# DISCLAIMERS
* This is not a finished proposal.
* This is a brainstorm to see what is feasible, and measure general interest.
* This is not a simple project, it will take a lot of work to implement by people that are better than me.
# WHY INTRINSICS?
Go has conquered the server space because of the elegant language, and the high performing implementation. However if you work with images, sound or video, Go doesn't have a big presence, and most rely on external libraries/executables. This is natural, since these types of work have huge gains from SIMD code.
Go has an assembler. However, in terms of *time investment* in my subjective experience, intrinsics are only a small fraction of the time investment of assembler. My personal estimate is that it is 5x more time effective to write intrinsics, and performance is rarely more than 10% below handcrafted assembler.
Furthermore intrinsics are much safer than pure assembler. You do not have to manage registers, so there is no risk of reading uninitialized data. I have an experimentational implementation where we even maintain memory safety, since we remove pointer math.
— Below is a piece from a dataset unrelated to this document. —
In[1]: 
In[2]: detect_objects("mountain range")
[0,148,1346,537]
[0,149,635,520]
Also, if intrinsics are done using the existing language, we get all the tools of the language. This will enable thing like ensuring that CPU features are detected correctly, refactoring and all the good things we know and love.
# EXPERIMENTS
I have hacked together to programs that generate function signatures for all existing Intel x86 intrinsics, as well as ARM NEON intrinsics.
To get the generated code, use:
This is actual working code (if the intrinsics are implemented). TestAddEpi8, TestAddPs, TestMulPs and TestMulAddPs will actually pass if you put in the instruction in the assembler for them.
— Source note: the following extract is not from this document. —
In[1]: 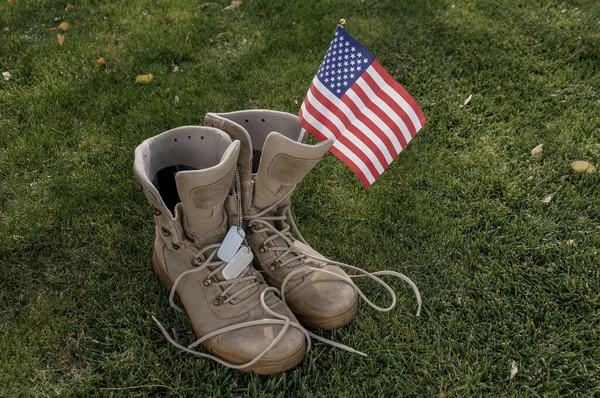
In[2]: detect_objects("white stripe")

Function names are simplified, but the aim is to make it simple to make it easy to convert existing intrinsic code.
* '_mm_' prefix is dropped.
* Underscore -> CamelCase.
This means that '_mm_and_si128(...)' -> AndSi128(...), '_mm_add_epi8' -> AddEpi8, etc
All intrinsics are separated into packages based on the CPUID features they require. This has the advantage that you can see your cpu requirements in your imports, and it gives reasonably sized packages.
All instruction that receives a pointer are skipped. Grep sources for '// Skipped:' to find these.
Instructions that have an immediate parameter, or returns a value in a parameter pointer are marked with a "FIXME:".
I generate a rather crude stub assembler for each function that loads each parameter from the stack and writes a return value, but no "operation" code is executed. However for basic instructions it will actually work if you uncomment the "proposed" instruction.
MMX has been included for completeness. Maybe that should just be ignored.
# TYPES
The typical x86 assembler uses only a few types. Here are the 128 bit ones:
* M128i (__m128i), which is a 128 bit register with integer content (8x16, 16x8, 32x4, 64x2 bits packed).
* M128 (__m128), 128 bit register containing [4]float32
* M128d (__m128d), 128 bit register containing [2]float64
These all refer to a REGISTER, they are traditionally not settable directly. In traditional intrinsics you need to call a function to cast between them, set and get values. I think we maybe can do that better in Go.
In my opinion it should be allowed to do `var m M128 = M128(M128i{})`.
Proposed type: []M128, []M128i, []M128d
This references a *safe* piece of memory. These reference the content of an underlying slice. There is no alignment guarantee. Here is an example conversion function:
// FloatToM128 converts a slice into M128 array.
// The number of elements is len(src) / 4.
// Will be a pointer to the original data, not a copy
func FloatToM128(src []float32) []M128
There should be similar for []float64 -> []M128d, int8, uint8, int16, etc -> []M128i.
It behaves as a traditional slice, and looking up an entry gives a "M128x" as you would expect. Since the size is rounded down, only valid memory can be refernced. Writing to the []M128 will write to the original slice.
All of the above is on 128 bit registers (SSEx), there are similar types for 64, 256 and 512 bits.
# ISSUES UNCOVERED
- Immediates
- VEX prefixed 3+ register instructions
This is a conceptual issue. A very nice feature of intrinsics is that it can switch from SSE codes (MULPS x1, x2 // x2=x2*x1) to VEX encoded equivalents (MULPS x1, x2, x3 // x3=x2*x1) without needing to rewrite any code. In GCC this is done with compiler flags. IMO we don't want that.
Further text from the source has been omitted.